# how much to feed?



## spamvicious

Hi everyone. I have an 8 week old puppy, she's currently on purina pro plan puppy food (which I will be changing). Now the guidelines on the bag say 55g of food for her weight which is 3kg. So I have been feeding her 55g divided by 3. I feed her at 7am, 12pm and 6pm. She's always looking in her bowl to see if there's any more food. I read on another forum that someone was feeding their labrador 4 x 55g a day even though her lab is 6kg. I'm so confused. Is it 55g x 3 or divided by 3?.

Thanks in advance.


----------



## 2ndhandgal

You need to feed according to your pups adult weight rather than weight now so according to this purina guide https://www.purina.co.uk/dog/proplan/products/puppy/medium-optistart I would estimate your pup will be somewhere around 10kg when grown so you need to feed more like 80-120g per day


----------



## Marzi

Yup - suspected adult weight determines how much food to feed your pup - as cockapoos are a crossbreed this can be really difficult to judge - ask your pup's breeder what adult weight she thinks your pup will grow to. My Dot was 2.2kg at 10 weeks and as an adult is about 9.2, I reckon that your pup may well be slightly over 10kg as an adult.
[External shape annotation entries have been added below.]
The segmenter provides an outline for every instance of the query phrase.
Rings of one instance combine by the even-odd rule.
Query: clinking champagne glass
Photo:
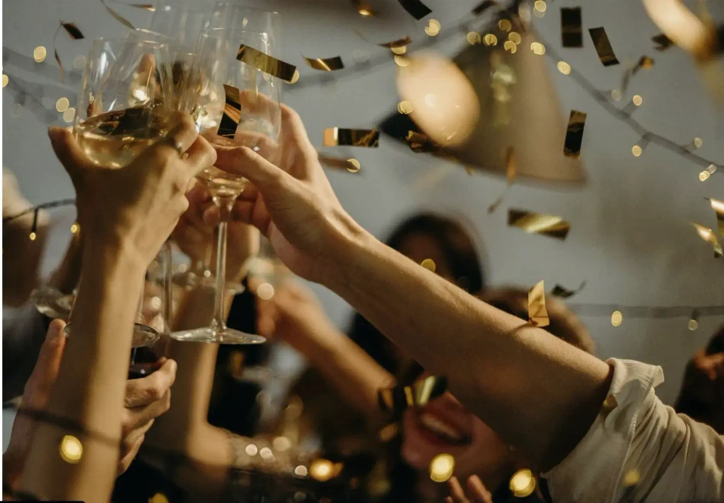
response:
[[[93,41],[73,131],[98,169],[124,168],[175,125],[181,98],[172,85],[172,62],[167,43],[132,38]],[[143,296],[139,316],[142,306]],[[133,347],[158,337],[156,329],[136,323]]]
[[[277,15],[267,14],[270,19]],[[270,26],[271,23],[248,25],[243,30],[214,28],[202,34],[195,51],[192,80],[196,83],[195,117],[201,135],[217,145],[247,146],[274,161],[279,154],[281,81],[237,59],[242,44],[266,55],[278,50],[274,47]],[[227,224],[234,202],[248,182],[214,166],[203,170],[198,178],[209,188],[221,217],[217,229],[214,319],[209,327],[174,332],[172,337],[182,341],[223,344],[264,342],[264,337],[230,329],[225,323]]]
If she is constantly hungry I would try giving her slightly more food.... Honestly a 'poo who cleans her dish is a bonus - there are too many who are picky eaters (not mine, thankfully!)


----------



## spamvicious

Thanks for the info guys, I realised my mistake. I had bought purina puppy food and it was the small breed pack. So 55g was for estimated adult weight if 1-3kg . As she's a show cocker x miniature poodle I reckon she's gonna be bigger than 9kg as she already weighs 3kg and she's only 8 weeks.


----------